Also ein Legenden-Meeting bei Tropical Music? In jedem Fall ein sehr lebendiges, für das das 66-köpfige NDR Pops Orchestra einen wunderbar zarten und unaufdringlichen Teppich ausbreitet. Esther Ofarim schwebt auf ihm, reiht über Genres und Schubladen hinweg ein hebräisches Wiegenlied an Kurt Weill, Paul McCartney und Mendelssohn-Bartholdy.
Zwei Namen - ein Orchester: Hinter dem
Namen NDR Pops Orchestra verbirgt sich die NDR Radiophilharmonie, einer der
renommiertesten Klangkörper der deutschen Orchesterlandschaft.
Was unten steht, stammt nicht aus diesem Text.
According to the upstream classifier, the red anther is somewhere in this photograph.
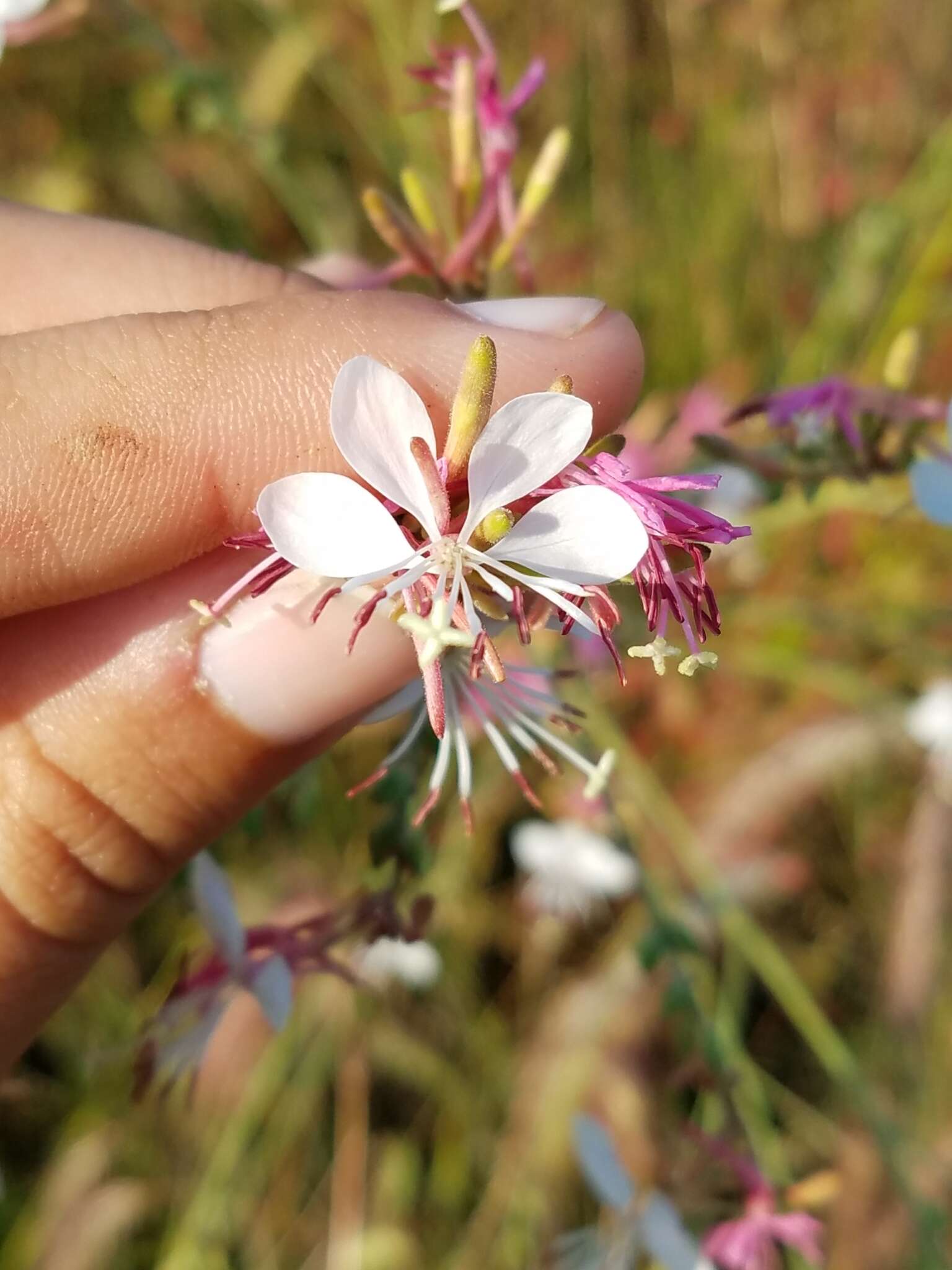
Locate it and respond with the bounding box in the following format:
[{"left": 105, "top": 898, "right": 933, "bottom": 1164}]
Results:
[
  {"left": 311, "top": 587, "right": 343, "bottom": 623},
  {"left": 346, "top": 589, "right": 387, "bottom": 653},
  {"left": 513, "top": 587, "right": 532, "bottom": 644},
  {"left": 596, "top": 619, "right": 628, "bottom": 687},
  {"left": 410, "top": 790, "right": 439, "bottom": 829},
  {"left": 249, "top": 560, "right": 294, "bottom": 600},
  {"left": 470, "top": 631, "right": 486, "bottom": 680},
  {"left": 346, "top": 767, "right": 390, "bottom": 797},
  {"left": 410, "top": 437, "right": 449, "bottom": 535},
  {"left": 482, "top": 631, "right": 505, "bottom": 683},
  {"left": 511, "top": 772, "right": 542, "bottom": 812}
]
Dieses in Hannover ansässige Orchester, das im Mai 2000 sein 50-jähriges Jubiläum
feierte, ist seit Jahrzehnten für sein umfangreiches Repertoire bekannt, das
von der großen sinfonischen Literatur über die sogenannte
"U-Musik" (Musical, Filmmusik, Operette etc.) bis hin zur zeitgenössischen
Musik reicht. Darüber hinaus streift es immer wieder die Bereiche des Jazz und
der Popmusik.
Unter dem Namen NDR Pops Orchestra ist das Orchester seit 1998 immer dann zu hören,
wenn es in den Crossover-Bereich geht und mit Stars der internationalen Pop- und
Rockszene zusammentrifft.
Ganz nach amerikanischem Vorbild - man denke z. B. an das Boston Symphony
Orchestra, das sich zudem als Boston Pops einen Namen machte - ist das NDR Pops
Orchestra eines der wenigen Orchester dieser Art in Europa. Es arbeitete u.a.
mit Al Jarreau, Patricia Kaas, Herbert Grönemeyer, Bobby McFerrin und Al
Jarreau, Ray Charles und Randy Crawford sowie mit Lionel Richie und Xavier
Naidoo.
Wie bei allen Konzerten
der letzten Jahre war Esthers musikalischer Leiter Yoni Rechter aus Israel als
Pianist und Arrangeur der meisten Lieder mit auf der Bühne.
Auf Esther Ofarims
zahlreichen Fan-Internetseiten führen die Fans ihrer ‚Jahrhundertstimme’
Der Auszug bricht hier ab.